Quand enfin, autour de 20h, l’aide-ménagère s’agrippa à la clôture pour inspecter du regard la cour, un homme était étendu sur la véranda, son téléphone à côté, un journal à même le sol, et les tessons éparpillés d’un verre…
Cathie, depuis longtemps, vit à Paris, en France; Larissa au Canada; Cédric en Allemagne.
Depuis l’obtention du baccalauréat, les deux derniers enfants étaient partis et maintenant, vivent et travaillent hors du pays.
En fonction à l’ambassade d’Allemagne au Bénin, Gaby, l’épouse de Roger, était partie, à son tour, quelques jours avant la survenance du triste événement, en congés; et avait voulu s’offrir quelques jours de vacances en Allemagne.
Sur le sol carrelé, un ruisseau rougeâtre avait fini de s’étaler. Le liquide, désormais coagulé, respire l’âme pure d’un homme de 77 ans qui, peu de temps avant, était encore debout et solide comme un roc.
À mon arrivée au domicile, le matin du 13 juillet, il n’y avait plus que ces derniers signes.
La police, avec le concours des corps compétents, avait déjà dessaisi les lieux de l’insoutenable image.
Les premiers éléments de l’enquête préliminaire diligentée par la police, sous la conduite du Procureur de la République de Ouidah, révélèrent l’absence d’une intervention extérieure.
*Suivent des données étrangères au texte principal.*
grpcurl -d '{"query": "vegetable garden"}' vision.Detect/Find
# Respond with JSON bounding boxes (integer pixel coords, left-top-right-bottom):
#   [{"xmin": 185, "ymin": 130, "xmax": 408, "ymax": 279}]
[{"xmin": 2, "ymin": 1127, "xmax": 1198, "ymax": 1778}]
La thèse d’un assassinat fut écartée; et du moins, la famille, portée par le poids du deuil inattendu, ne jugea pas utile d’en rajouter par une longue et peut-être stérile procédure.
La thèse de l’accident domestique émerge; et presque, s’impose.
Le Professeur aurait-il fait une chute, un faux pas dans les escaliers, alors qu’il descendait de l’étage, les mains quelque peu surchargées ?
À droite, en descendant, l’architecture du bâtiment n’avait pas prévu de rampes d’escaliers.
Tant et si bien que si jamais, le pied vous flanchait, il n’y avait que le vide de la terrasse; et il y a même pire, un solide pilier carré qui relie la dalle à la terrasse.
Une imprudence, en occasionnant une chute, pourrait conduire à se cogner la tête contre le pilier, avant de choir.
Aurait-il, au lieu de cette hypothèse, fait un accident vasculo-cardiaque, ou un malaise vagal?
Au domicile du Professeur, le soir du 11 juillet, à l’heure où il était censé être rentré, aucune présence humaine pour d’éventuels premiers gestes de secours.
Le secteur, aux alentours, est presque un désert.
Mon ami s’en est allé.
Une minute avant sa mort, il était vivant.